3. Features Everybody Wants
- Better end-to-end multi-modal solution: To have the ocean-dray-warehouse-truckload process all in one file. Customers often have to piece this together manually.
- Multi-lane quote output: The industry (in general) still uses Excel and “Save to PDF” for large multi-lane RFPs (request for proposal).
- Greater visibility throughout the customs process: Freight forwarders and BCOs want greater visibility of their load’s status throughout the customs process. The obstacle here lies in incentivizing customs officers to communicate status updates.

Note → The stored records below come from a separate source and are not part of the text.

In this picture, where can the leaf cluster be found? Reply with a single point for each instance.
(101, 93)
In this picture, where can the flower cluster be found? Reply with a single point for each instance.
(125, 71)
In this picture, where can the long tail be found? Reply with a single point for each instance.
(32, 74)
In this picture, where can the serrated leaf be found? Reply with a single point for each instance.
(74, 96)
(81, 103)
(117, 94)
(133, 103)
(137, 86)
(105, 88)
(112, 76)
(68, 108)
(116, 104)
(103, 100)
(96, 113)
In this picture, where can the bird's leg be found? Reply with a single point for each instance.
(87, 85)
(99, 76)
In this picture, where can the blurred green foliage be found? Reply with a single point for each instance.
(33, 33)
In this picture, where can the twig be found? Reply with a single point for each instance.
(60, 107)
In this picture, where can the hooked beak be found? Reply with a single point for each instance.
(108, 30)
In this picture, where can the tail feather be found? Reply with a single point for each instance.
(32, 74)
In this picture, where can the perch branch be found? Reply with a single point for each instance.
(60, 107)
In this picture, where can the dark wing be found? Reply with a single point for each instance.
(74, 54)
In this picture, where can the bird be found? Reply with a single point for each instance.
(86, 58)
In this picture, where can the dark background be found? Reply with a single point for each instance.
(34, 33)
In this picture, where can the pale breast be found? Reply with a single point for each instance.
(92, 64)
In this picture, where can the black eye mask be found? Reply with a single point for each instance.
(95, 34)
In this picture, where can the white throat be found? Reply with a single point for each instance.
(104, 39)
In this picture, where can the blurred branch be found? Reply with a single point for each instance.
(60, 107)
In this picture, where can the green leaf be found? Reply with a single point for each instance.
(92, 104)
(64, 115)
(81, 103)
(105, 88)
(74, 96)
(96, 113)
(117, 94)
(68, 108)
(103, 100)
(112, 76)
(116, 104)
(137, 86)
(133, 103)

As global trade becomes more complex, freight forwarders have emerged as key intermediaries between beneficial cargo owners and logistics service providers. To remain competitive, freight forwarders must continually innovate and invest in technology, with TMS software being the essential tool for managing and optimizing transportation. However, customers have identified many pitfalls in legacy TMS software including unpredictable pricing, data control, and poor customer service. These represent obstacles in a freight forwarder’s primary motive: to lower their costs and increase their margin. To achieve this, they need TMS software that automates the entire forwarding workflow, increases visibility along the supply chain, and allows for proprietary data control and ownership. As we have discussed, the current solutions are far from covering all of these areas, but third-party integrations and add-ons may be the key to bridging these gaps.